Tubuh ibunya telah lenyap menjadi serpihan cahaya, tapi Liu Wei masih bisa merasakan kehangatan sentuhan terakhirnya. Di tangannya, secarik kain - bagian dari lengan jubah ibunya - adalah satu-satunya bukti fisik bahwa semua ini bukan mimpi.
"Kau memang anak yang keras kepala," sebuah suara lemah terdengar. Lao Tianwei, yang tubuhnya kini setengah transparan, bersandar pada sebongkah batu. "Seperti ibumu."
Liu Wei tidak menjawab. Lima belas tahun membenci pria ini, dan kini... dia bahkan tidak yakin apa yang dia rasakan.
"Kau tahu," Lao Tianwei terbatuk, darah spiritual mengalir dari sudut bibirnya, "aku selalu bertanya-tanya... kenapa Mei Xue memilihmu. Dari semua kultivator muda di Klan Liu... kenapa harus kau?"
Angin dingin bertiup, membawa aroma akar teratai hitam yang hanya tumbuh di lembah ini. Liu Wei mengangkat kepalanya, menatap bulan yang perlahan kembali ke warna normalnya.
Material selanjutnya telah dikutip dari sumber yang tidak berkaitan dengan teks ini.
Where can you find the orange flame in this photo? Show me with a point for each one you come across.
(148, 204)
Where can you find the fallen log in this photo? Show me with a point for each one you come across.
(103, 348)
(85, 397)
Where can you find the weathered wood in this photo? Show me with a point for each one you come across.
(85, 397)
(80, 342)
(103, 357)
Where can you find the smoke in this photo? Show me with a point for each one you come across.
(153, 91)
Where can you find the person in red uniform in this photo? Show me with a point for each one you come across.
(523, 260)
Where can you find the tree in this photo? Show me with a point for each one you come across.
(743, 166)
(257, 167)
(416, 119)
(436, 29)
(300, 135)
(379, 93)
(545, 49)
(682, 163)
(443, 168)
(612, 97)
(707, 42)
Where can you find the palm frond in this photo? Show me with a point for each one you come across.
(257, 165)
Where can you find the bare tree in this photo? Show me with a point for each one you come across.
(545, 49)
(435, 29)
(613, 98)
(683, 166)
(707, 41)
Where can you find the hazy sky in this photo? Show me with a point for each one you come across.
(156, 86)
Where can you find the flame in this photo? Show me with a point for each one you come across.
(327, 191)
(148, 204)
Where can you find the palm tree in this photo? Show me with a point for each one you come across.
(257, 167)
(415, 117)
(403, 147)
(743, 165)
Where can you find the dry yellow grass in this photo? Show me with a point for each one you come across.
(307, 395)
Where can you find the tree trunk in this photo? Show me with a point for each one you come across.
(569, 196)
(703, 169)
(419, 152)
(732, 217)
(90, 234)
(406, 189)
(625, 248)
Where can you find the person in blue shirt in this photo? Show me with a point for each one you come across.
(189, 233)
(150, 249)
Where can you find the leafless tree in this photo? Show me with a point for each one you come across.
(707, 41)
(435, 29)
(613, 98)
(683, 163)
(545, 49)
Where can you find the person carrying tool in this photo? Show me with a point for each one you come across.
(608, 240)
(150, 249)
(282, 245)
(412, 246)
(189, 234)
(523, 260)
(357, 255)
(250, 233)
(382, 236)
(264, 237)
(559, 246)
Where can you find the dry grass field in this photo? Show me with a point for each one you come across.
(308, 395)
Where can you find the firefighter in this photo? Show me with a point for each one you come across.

"Karena aku lemah," Liu Wei akhirnya berkata. "Karena di antara semua kultivator muda, hanya aku yang tidak memiliki bakat istimewa. Yang ibu lihat bukan potensi... tapi determinasi."
Lao Tianwei tertawa pelan, tawa yang berubah menjadi batuk. "Dan lihat sekarang... kau telah melampaui mereka semua." Dia menatap Liu Wei dengan tatapan yang sulit dibaca. "Kau tahu apa yang menunggumu setelah ini, bukan?"
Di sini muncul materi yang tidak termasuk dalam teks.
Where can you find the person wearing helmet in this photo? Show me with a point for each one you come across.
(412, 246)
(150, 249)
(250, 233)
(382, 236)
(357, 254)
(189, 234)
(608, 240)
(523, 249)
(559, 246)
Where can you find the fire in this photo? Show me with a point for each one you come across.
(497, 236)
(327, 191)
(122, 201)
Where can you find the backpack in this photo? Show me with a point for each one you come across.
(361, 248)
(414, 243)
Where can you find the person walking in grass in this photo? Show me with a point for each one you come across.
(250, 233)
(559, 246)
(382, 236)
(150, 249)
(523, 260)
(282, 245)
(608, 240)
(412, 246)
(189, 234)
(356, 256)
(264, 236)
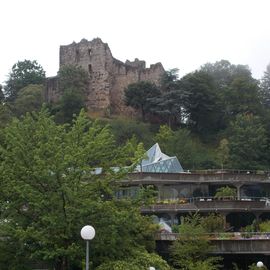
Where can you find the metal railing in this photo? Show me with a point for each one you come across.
(216, 236)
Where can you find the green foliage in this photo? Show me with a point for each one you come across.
(125, 129)
(247, 143)
(29, 98)
(254, 267)
(169, 106)
(22, 74)
(136, 261)
(190, 250)
(213, 223)
(265, 88)
(264, 226)
(137, 95)
(48, 193)
(225, 192)
(2, 96)
(202, 104)
(5, 114)
(190, 152)
(223, 152)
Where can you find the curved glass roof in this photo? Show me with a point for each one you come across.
(158, 162)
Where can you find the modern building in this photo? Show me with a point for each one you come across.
(181, 193)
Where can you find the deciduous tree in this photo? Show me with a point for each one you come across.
(22, 74)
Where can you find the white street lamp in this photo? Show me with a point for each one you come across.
(87, 233)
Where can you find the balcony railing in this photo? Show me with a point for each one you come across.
(208, 203)
(216, 236)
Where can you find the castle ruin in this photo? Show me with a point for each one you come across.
(108, 77)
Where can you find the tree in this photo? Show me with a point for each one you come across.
(265, 88)
(189, 150)
(169, 106)
(202, 103)
(248, 143)
(169, 80)
(190, 250)
(22, 74)
(29, 98)
(49, 191)
(137, 261)
(223, 152)
(137, 95)
(237, 90)
(2, 96)
(242, 96)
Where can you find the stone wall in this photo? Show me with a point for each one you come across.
(108, 77)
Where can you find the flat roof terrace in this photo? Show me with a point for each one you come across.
(207, 176)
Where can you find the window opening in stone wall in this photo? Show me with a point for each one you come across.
(89, 52)
(77, 56)
(90, 69)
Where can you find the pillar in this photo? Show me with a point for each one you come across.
(238, 188)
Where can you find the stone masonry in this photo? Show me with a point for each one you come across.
(108, 77)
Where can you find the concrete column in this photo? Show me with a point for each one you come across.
(172, 216)
(238, 188)
(159, 187)
(224, 215)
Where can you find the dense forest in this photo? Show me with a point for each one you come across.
(215, 117)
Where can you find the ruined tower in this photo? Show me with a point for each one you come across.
(108, 77)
Liu Wei mengangguk. Dengan hancurnya Formasi Pembalik Takdir, segel yang menahan para tetua Sekte Awan Hitam telah lepas. Dan mereka... tidak akan senang mengetahui rencana ribuan tahun mereka telah gagal.
"Mereka akan memburu--" kalimat Lao Tianwei terpotong oleh batuk darah yang lebih parah.
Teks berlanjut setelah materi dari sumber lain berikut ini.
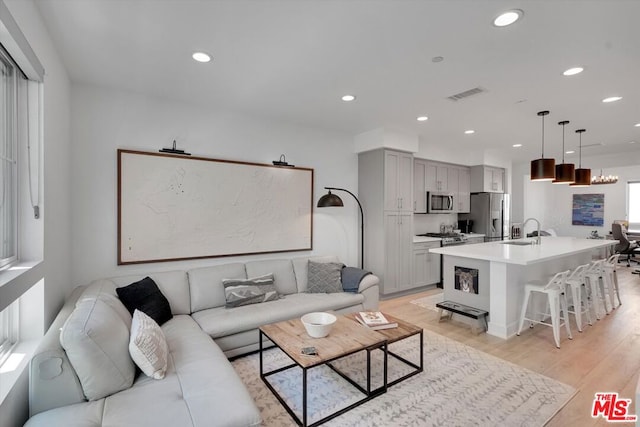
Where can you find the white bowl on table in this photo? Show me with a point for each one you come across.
(319, 324)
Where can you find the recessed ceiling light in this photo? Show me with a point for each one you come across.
(508, 18)
(573, 71)
(201, 57)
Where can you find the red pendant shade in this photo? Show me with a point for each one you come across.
(565, 172)
(543, 169)
(583, 176)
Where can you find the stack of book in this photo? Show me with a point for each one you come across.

"Aku tahu," Liu Wei berdiri, mengambil Pedang Penyerap Jiwa yang retak. Meski ribuan jiwa di dalamnya telah dilepaskan oleh formasi, pedang ini masih beresonansi dengan jiwanya sendiri. "Tapi kali ini... aku tidak sendirian."
Dari balik jubahnya, Liu Wei mengeluarkan sebuah buku tipis - buku yang diam-diam diselipkan ibunya ke dalam kalung jade, tersembunyi di balik diagram formasi. Sampulnya yang usang bertuliskan: "Teknik Kultivasi Bayangan Sejati".
"Itu..." mata Lao Tianwei melebar. "Mustahil... teknik itu telah hilang sejak..."
"Sejak Perang Spiritual Besar," Liu Wei menyelesaikan kalimatnya. "Ibu menyimpannya, menunggu saat yang tepat."
Liu Wei membuka buku itu, membiarkan energi spiritual murni mengalir dari halamannya. Ini bukan teknik kultivasi biasa - ini adalah warisan sejati Klan Liu, jauh lebih dalam dan kompleks dari teknik bayangan yang selama ini dia gunakan.
"Wei'er," Lao Tianwei memanggil saat tubuhnya mulai pecah menjadi serpihan cahaya. "Ada yang harus kau tahu... tentang ayahmu..."
Tapi sebelum dia bisa menyelesaikan kalimatnya, tubuhnya telah sepenuhnya lenyap, meninggalkan Liu Wei dengan lebih banyak pertanyaan daripada jawaban.
Di kejauhan, guntur menggelegar. Liu Wei bisa merasakan perubahan di udara - para tetua Sekte Awan Hitam telah terbangun, dan mereka akan segera menyadari apa yang telah terjadi.
Memasukkan buku warisan ke dalam jubahnya, Liu Wei menatap pedangnya yang retak. Dulu, retakan ini akan membuatnya frustrasi, tanda bahwa dia masih belum cukup kuat. Tapi kini...
"Mungkin," dia bergumam pada dirinya sendiri, "ini adalah awal yang baru."
Dengan satu gerakan halus, Liu Wei menyarungkan pedangnya. Kali ini, saat dia melangkah meninggalkan Lembah Bulan Berdarah, langkahnya tidak lagi dibebani dendam atau ambisi buta akan kekuatan.
Karena terkadang, untuk menemukan jalan yang benar, kita harus terlebih dahulu tersesat dalam kegelapan.
Dan saat fajar mulai menyingsing di ufuk timur, Liu Wei tahu - perjalanannya yang sesungguhnya... baru saja dimulai.